Even if he enjoys a 1997-like victory, Starmer’s Britain is a dramatically different place to Blair’s Britain

Opinion polls suggest Keir Starmer will be the UK’s next Prime Minister, with expectations of a sizable majority. Parallels are naturally being drawn between likely life after a 2024 Starmer victory and life after the last time Labour seized power from the Tories – Tony Blair’s 1997 landslide.

Yet, we argue parallels are likely to be few and far between. 2024 Britain is a fundamentally different place to 1997 Britain – as shown in Public First’s new 97v24 dashboard (below). Looking at key economic and social markers – and comparing our new 2024 polling with similar historic polls from the British Social Attitudes survey and Mori (as was) – we see political challenges and public expectations differ wildly.

The economic outlook, and recent economic history, is far weaker. The public finances are in dire straits – following both a global financial crisis and the coronavirus pandemic – meaning Starmer’s hands as PM will be much more tied than Blair’s. And, socially, the main issues of the day differ.

Furthermore, voters are less likely to see Starmer’s Labour Party as ready to form a government than Blair’s Labour Party, and fewer still identify Starmer himself as ready to be Prime Minister (although we find this is beginning to change). Voters are less positive about the country’s economic prospects today than they were in 1997, and are more likely to oppose any tax-raising measures Labour might consider to boost spending on public services or to allow for more investment in the economy. All that said, the Conservative Party’s position feels as dire now as it was in 1997, and Labour’s relatively less strong position compared to 97 could prove an irrelevance in the end.

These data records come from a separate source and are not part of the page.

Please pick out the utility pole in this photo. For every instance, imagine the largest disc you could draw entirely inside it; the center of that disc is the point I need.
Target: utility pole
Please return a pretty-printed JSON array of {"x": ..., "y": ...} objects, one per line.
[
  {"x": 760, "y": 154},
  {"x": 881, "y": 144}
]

Across the board, voters are less confident in our current generation of political leaders. When we compare senior frontbench politicians – from the Labour Party and the Conservative Party – they are less likely to be seen as real assets to their party than their 1997 equivalents. The path to victory for Starmer will therefore be paved with indifference, rather than the far greater enthusiasm that Blair enjoyed (although, again, contempt for the Conservatives is yet again a major theme).